Leading with Courage & Building with Ambition

Anna Eversole
Aug 11 · 4 min read
M/I Homes Headquarters, Columbus, OH

This story is part of Heartland Voices, a series from Heartland Ventures focusing on the heritage and future of successful Midwestern businesses.

Here we look at M/I Homes

“There’s always an issue… and every issue can be dealt with.”

Nine times out of ten, if you ask someone on a construction jobsite why they’re doing something a certain way, they’ll respond, “it’s the way it’s always been done.” With record demand for housing, the growing need for available and affordable housing challenges American builders to evolve and build homes at an unprecedented rate. This means thinking differently.

The unique market dynamics present a mixed bag to home builders. Contending with uncertainty, rising costs associated with building materials, severe inventory shortages, and bottlenecks, many chose or were forced to slow construction. Others, benefiting from scale and a desire to take advantage of the unprecedented demand, thrived. M/I Homes is one of those that thrived, experiencing a record-breaking year in 2020. With continued indicators of strong demand, the Columbus-based real estate giant is on pace to break that record again this year under the leadership of CEO, Bobby Schottenstein.

Headquartered in Columbus, Ohio, M/I builds about 9,000+ homes a year across the country. With over 30 years of experience at the helm of one of the nation’s leading homebuilders, Schottenstein recognizes that, sure, competition for materials, labor, and land will continue to put pressure on builders. But, “there’s always an issue… and every issue can be dealt with.” It’s reflective of a humble, practical, deep-keeled Midwest attitude Mr. Schottenstein has exemplified over his 30-year tenure at M/I.

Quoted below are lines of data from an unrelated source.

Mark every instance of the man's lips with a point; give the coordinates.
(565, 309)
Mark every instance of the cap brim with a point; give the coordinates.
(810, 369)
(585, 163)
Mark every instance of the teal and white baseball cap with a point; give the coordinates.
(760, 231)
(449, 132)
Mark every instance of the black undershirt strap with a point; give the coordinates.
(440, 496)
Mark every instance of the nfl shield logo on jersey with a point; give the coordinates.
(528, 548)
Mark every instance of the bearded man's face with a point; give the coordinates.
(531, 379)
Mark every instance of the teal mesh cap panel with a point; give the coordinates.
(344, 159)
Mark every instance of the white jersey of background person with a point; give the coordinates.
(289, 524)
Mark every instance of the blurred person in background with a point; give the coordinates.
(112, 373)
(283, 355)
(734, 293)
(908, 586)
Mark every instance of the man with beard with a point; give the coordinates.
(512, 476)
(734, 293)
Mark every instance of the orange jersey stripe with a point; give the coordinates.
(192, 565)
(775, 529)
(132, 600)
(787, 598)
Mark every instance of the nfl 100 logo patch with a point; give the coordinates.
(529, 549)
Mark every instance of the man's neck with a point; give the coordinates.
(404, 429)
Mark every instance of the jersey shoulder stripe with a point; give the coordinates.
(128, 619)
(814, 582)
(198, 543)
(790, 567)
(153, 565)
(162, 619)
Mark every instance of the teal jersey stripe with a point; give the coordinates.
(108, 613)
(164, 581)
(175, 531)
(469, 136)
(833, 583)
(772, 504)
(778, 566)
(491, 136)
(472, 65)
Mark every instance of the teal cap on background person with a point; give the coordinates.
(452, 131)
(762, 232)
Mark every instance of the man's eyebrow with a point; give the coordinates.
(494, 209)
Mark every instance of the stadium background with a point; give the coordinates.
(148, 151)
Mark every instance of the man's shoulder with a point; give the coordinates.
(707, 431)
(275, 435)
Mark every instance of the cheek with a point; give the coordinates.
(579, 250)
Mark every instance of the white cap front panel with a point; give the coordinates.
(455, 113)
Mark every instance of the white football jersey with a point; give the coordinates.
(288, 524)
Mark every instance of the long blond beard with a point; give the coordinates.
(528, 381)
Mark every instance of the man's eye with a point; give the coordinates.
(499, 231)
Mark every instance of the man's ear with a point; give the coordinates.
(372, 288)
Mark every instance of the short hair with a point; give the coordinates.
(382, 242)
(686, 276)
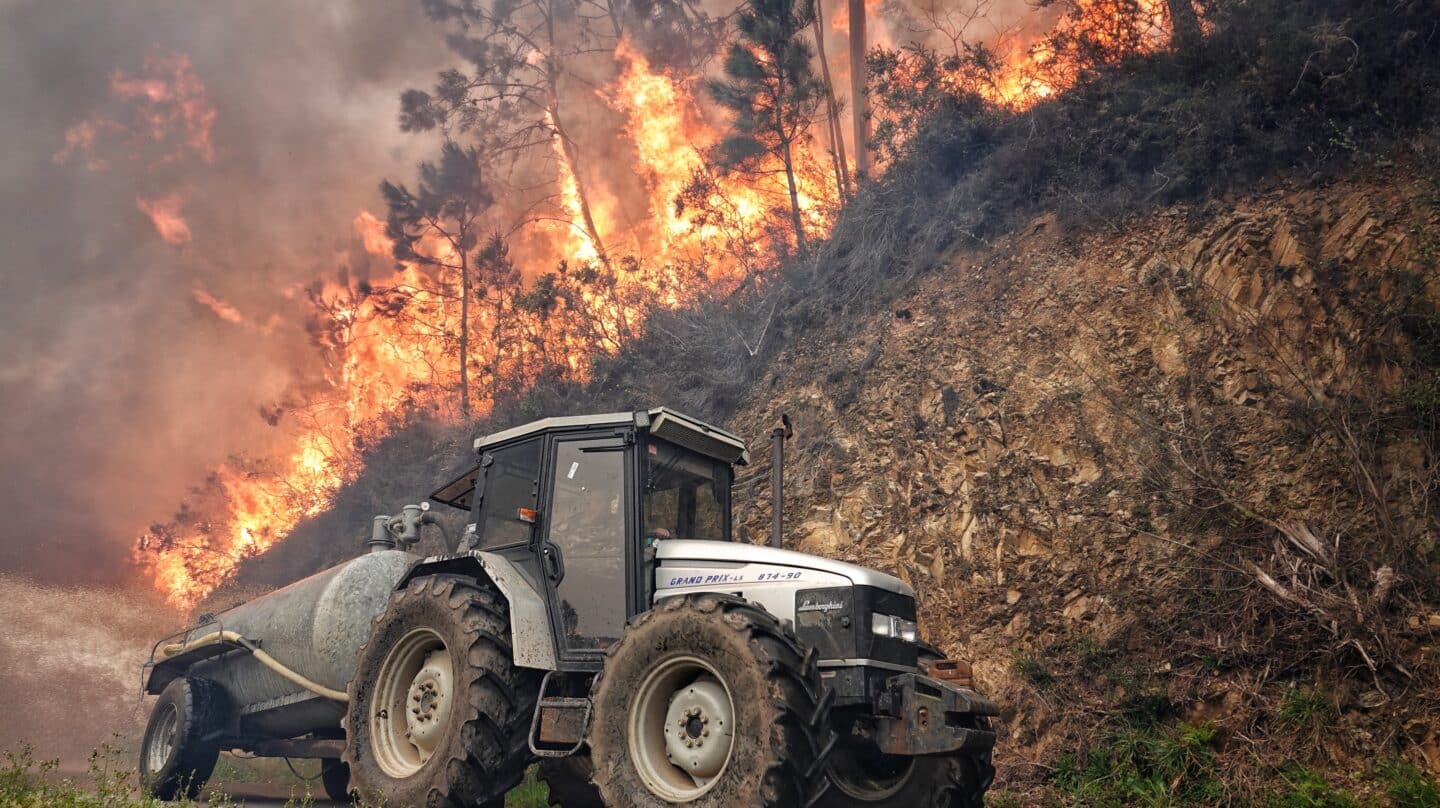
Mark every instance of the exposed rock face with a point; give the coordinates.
(1190, 452)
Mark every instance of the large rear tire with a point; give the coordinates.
(438, 712)
(179, 751)
(569, 782)
(709, 702)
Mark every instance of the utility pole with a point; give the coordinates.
(858, 100)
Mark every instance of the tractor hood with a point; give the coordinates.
(739, 553)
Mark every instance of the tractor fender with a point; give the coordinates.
(529, 620)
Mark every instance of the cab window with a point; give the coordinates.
(510, 484)
(687, 496)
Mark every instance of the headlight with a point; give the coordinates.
(897, 628)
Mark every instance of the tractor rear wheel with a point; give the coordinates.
(709, 702)
(438, 712)
(179, 752)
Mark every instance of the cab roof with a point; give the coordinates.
(661, 422)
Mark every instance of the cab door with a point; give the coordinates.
(583, 546)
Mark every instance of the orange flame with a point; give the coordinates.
(390, 343)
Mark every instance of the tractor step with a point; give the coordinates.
(558, 728)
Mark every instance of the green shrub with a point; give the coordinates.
(1303, 788)
(1145, 766)
(1030, 669)
(1409, 787)
(1303, 706)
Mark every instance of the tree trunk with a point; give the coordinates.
(1184, 23)
(858, 98)
(573, 163)
(833, 127)
(464, 329)
(795, 200)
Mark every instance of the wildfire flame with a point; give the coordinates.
(386, 340)
(164, 215)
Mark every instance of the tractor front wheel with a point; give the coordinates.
(858, 779)
(707, 702)
(438, 710)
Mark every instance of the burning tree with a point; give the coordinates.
(774, 92)
(510, 100)
(438, 226)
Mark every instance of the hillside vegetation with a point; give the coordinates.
(1139, 389)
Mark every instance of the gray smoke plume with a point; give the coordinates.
(118, 388)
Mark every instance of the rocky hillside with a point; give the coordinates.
(1168, 487)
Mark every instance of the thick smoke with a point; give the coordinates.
(121, 388)
(69, 681)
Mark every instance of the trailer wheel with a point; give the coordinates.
(334, 775)
(438, 712)
(709, 702)
(179, 752)
(569, 782)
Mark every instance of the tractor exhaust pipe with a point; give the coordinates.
(778, 435)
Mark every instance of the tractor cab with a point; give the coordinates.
(576, 504)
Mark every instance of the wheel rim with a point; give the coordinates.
(162, 741)
(412, 710)
(869, 778)
(681, 729)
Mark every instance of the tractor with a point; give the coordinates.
(594, 617)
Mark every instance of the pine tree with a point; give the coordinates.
(445, 209)
(772, 90)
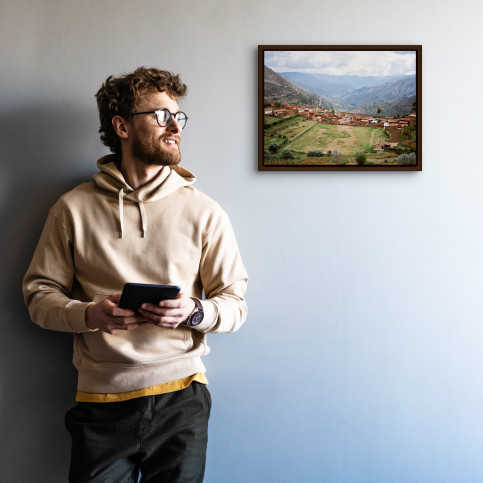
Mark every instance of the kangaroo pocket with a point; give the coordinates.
(145, 345)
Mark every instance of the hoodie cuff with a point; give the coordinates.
(210, 316)
(75, 312)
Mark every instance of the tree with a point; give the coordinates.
(286, 154)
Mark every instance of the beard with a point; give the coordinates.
(153, 153)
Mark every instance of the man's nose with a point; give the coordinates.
(173, 126)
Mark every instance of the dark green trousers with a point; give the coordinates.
(164, 437)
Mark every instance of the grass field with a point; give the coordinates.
(346, 139)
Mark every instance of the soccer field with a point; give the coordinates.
(346, 139)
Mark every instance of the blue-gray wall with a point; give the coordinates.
(361, 360)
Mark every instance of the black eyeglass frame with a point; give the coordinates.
(171, 115)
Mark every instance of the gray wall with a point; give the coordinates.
(361, 359)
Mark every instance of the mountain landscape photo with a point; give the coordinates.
(340, 108)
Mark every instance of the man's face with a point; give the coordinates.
(152, 144)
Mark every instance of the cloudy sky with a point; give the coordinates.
(364, 63)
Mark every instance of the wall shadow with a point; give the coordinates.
(37, 379)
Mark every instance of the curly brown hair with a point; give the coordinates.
(118, 96)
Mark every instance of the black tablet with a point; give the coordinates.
(135, 294)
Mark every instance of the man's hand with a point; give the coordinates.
(169, 313)
(108, 317)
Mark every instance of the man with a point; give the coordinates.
(142, 401)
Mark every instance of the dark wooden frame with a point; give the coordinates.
(261, 51)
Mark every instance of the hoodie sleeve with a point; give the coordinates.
(224, 280)
(49, 280)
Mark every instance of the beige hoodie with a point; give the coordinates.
(103, 234)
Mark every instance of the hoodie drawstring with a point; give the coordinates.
(121, 212)
(142, 212)
(143, 217)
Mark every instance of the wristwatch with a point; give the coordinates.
(196, 316)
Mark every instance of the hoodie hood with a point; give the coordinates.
(110, 178)
(169, 179)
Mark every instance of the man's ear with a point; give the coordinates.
(121, 127)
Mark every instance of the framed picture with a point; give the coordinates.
(339, 108)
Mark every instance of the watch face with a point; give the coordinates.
(195, 319)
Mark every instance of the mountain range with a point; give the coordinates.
(278, 88)
(393, 94)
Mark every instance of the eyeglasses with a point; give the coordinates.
(163, 116)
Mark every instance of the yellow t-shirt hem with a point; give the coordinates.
(165, 388)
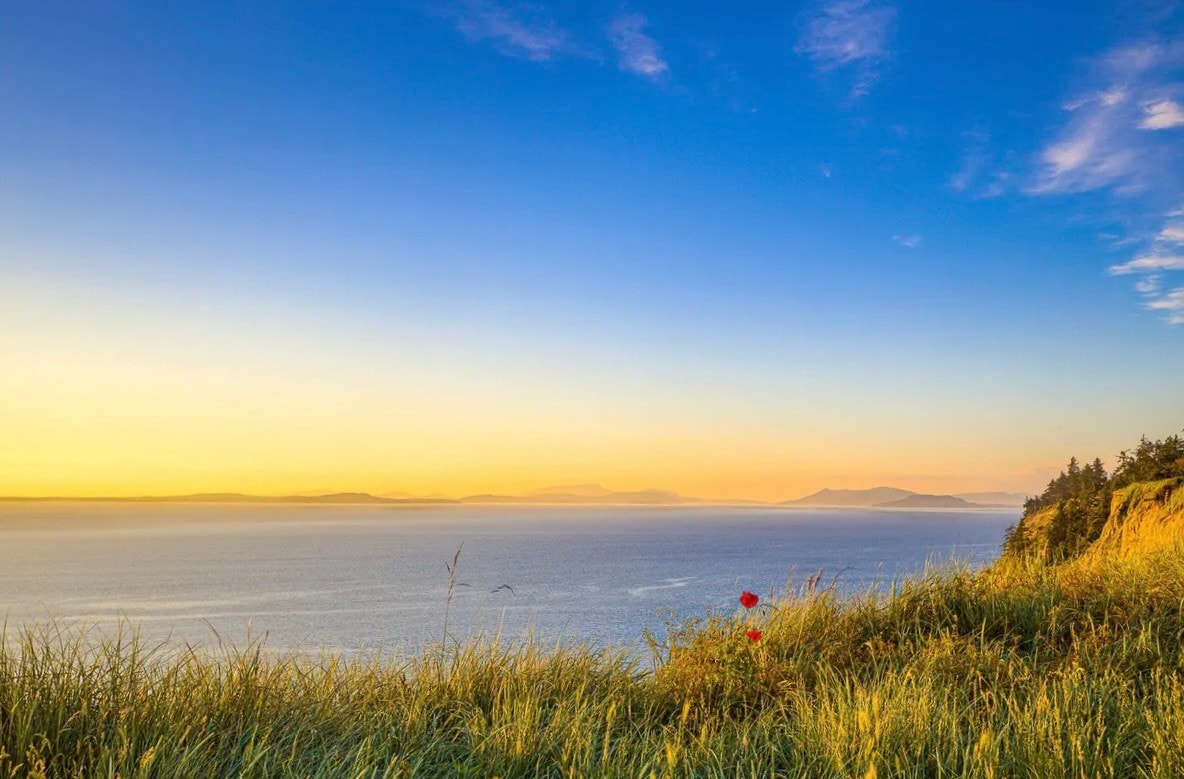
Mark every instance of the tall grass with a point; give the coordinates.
(1018, 671)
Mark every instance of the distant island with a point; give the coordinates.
(578, 495)
(336, 499)
(931, 502)
(896, 497)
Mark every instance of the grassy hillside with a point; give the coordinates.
(1025, 670)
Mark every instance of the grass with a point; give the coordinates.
(1018, 671)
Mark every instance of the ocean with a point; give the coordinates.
(364, 578)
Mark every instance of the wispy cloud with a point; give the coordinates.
(1149, 285)
(1105, 143)
(636, 51)
(519, 30)
(1172, 303)
(978, 174)
(1162, 115)
(1120, 137)
(849, 33)
(1149, 263)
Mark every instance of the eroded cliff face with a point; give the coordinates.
(1143, 516)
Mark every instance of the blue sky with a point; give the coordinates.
(920, 223)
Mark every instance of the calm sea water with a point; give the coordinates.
(349, 578)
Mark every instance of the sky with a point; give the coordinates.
(482, 245)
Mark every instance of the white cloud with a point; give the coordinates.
(1112, 96)
(1101, 145)
(523, 31)
(1149, 285)
(1149, 263)
(1173, 303)
(636, 51)
(1162, 115)
(849, 33)
(1171, 233)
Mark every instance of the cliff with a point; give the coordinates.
(1143, 516)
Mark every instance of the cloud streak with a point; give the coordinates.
(1121, 137)
(636, 51)
(1162, 115)
(849, 34)
(521, 31)
(1106, 142)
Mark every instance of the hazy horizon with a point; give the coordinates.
(467, 248)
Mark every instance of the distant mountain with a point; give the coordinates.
(583, 490)
(930, 502)
(851, 499)
(586, 494)
(993, 499)
(237, 497)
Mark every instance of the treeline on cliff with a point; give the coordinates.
(1080, 497)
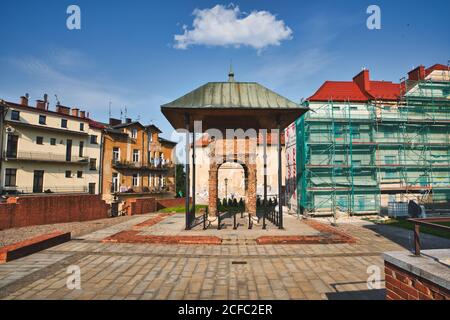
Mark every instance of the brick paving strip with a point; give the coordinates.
(329, 235)
(132, 236)
(33, 245)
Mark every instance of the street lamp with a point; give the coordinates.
(226, 185)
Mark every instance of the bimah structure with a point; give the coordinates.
(223, 110)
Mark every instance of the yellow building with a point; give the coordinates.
(48, 151)
(136, 161)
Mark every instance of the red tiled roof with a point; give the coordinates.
(356, 90)
(339, 91)
(96, 125)
(384, 90)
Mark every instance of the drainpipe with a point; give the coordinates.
(100, 167)
(4, 110)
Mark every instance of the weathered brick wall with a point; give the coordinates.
(37, 210)
(403, 285)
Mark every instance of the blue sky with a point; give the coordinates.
(126, 53)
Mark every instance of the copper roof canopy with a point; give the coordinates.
(232, 105)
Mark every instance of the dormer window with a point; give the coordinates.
(42, 119)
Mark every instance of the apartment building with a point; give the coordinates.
(371, 143)
(45, 151)
(136, 161)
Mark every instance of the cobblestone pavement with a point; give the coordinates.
(144, 271)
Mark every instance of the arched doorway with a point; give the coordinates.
(232, 181)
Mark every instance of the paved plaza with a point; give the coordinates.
(230, 270)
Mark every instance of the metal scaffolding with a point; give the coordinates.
(357, 157)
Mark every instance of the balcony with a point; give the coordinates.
(44, 157)
(123, 190)
(46, 190)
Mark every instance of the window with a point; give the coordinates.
(115, 182)
(91, 188)
(356, 163)
(10, 177)
(15, 115)
(388, 133)
(338, 130)
(80, 151)
(150, 180)
(11, 146)
(355, 132)
(42, 119)
(93, 139)
(389, 159)
(135, 155)
(116, 154)
(390, 174)
(92, 164)
(135, 180)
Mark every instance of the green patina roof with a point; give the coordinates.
(239, 95)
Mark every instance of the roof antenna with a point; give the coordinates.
(231, 72)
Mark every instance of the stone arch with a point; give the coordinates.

It takes courage and honesty to face inconvenient truths and uncertain times. During the Great Recession, while half of the nation’s homebuilding businesses folded, Mr. Schottenstein was recognized as Builder magazine’s Executive of the Year for his leadership in a crisis. Mr. Schottenstein adapted quickly because he faced it head-on. He asked tough questions about the housing bubble, bank lending practices, and the policies and market forces that influenced market trends. His proactive leadership and willingness to evolve in real-time, was mirrored in the COVID pandemic, as he forged ahead while peers laid-off workers.

Not the way it’s “always been done.”

Mr. Schottenstein is constantly assessing current practices to see how, if new approaches are deployed, the challenges M/I’s operational team faces, can be addressed. He referenced the late James Baldwin, “Not everything that is faced can be changed. But nothing can be changed until it’s faced.” He did so while discussing historic discriminatory housing policy and its impact on underrepresented groups. But it’s clear M/I, under Schottenstein’s leadership, is not afraid to face tough issues in day-to-day operations either.

To keep up in the post-pandemic world M/I will continue pushing beyond the status quo. Schottenstein is adapting to a rapidly changing market with new millennial buyers and new demands, including VR and AR walkthroughs and increasing the functionality of garages and other flexible spaces. And yet, industry-wide, retrograde business practices and restrictive zoning rules threaten to prevent enough new homes from being built in the coming years. And Central Ohio is lagging. Last year, there were roughly 4,000 new homes built in Columbus. Austin, Texas, built nearly 20,000.

Mr. Schottenstein actively seeks out venues to learn what the challenges are that his neighbors and customers care most about. He respects people who have experience and take it upon themselves to fight to make their communities better; he relishes the “raw civil discourse and passion” on display at local zoning board meetings. He also recognizes that those local councils are historically where some of the most discriminatory and socially destructive policies have historically been able to profligate.

Bobby Schottenstein does not claim to know how to solve the housing crisis, but he is, in quintessential Columbus spirit, ever-ready to face these challenges head-on and learn how he can do his part. He wants to shine light on our most complicated intractable problems, and his continued commitment to excellence and openness in both business and in civic life are active and living endorsements for collaboration. If we want to see outcomes unlike those we’ve seen before, we will need to do things differently. It is organizations like M/I Homes and leaders like Bobby Schottenstein that give us good reason to believe a different and better future will be possible.